Un changement qui doit devenir un atout pour Patrick Moulard, arguant du fait que le BTP dispose d’une expertise incontournable dans la nécessaire transition énergétique.
Une cellule de crise en place dès 2023
La FBTP 06 n’a pas attendu la récession qui vient pour réagir. Une cellule de crise a été mise en place dès la rentrée 2023 avec « l’ensemble des parties prenantes » (l’Urssaf, la DGFiP, la Banque de France, Pro BTP, la Caisse de congés payés du bâtiment, les deux chambres consulaires et des associations d’aide aux dirigeants, comme l’association Entre Head), a indiqué Patrick Moulard.
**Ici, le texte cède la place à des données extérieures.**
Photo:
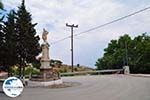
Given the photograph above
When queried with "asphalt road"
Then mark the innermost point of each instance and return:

Cette cellule « commence à prendre le pouls du besoin des entreprises et nous avons quelques signalements spontanés de chefs d’entreprise. Nous sommes complètement neutres, nous n’avons pas vocation à nous immiscer dans les dossiers, a assuré le président de la FBTP 06. Cela a permis d’apporter des réponses à certains chef d’entreprise qui étaient au bout du rouleau. C’est réellement notre rôle. Au-delà des entreprises adhérentes, nous ouvrons vraiment à tout le monde. On se devait de faire quelque chose, d’anticiper avant d’être dans la difficulté parce que c’est difficile de faire accepter la difficulté aux chefs d’entreprise ». Pierre Mario a relevé l’importance de pouvoir aider les entrepreneurs qui auraient « de l’argent bloqué ». « C’est le cas souvent des entreprises de travaux publics, l’argent est bloqué chez le trésorier payeur général. On ne veut surtout pas que des entreprises se retrouvent dans des situations difficiles alors que ce ne serait qu’un problème de trésorerie qui pourrait être résolu rapidement ».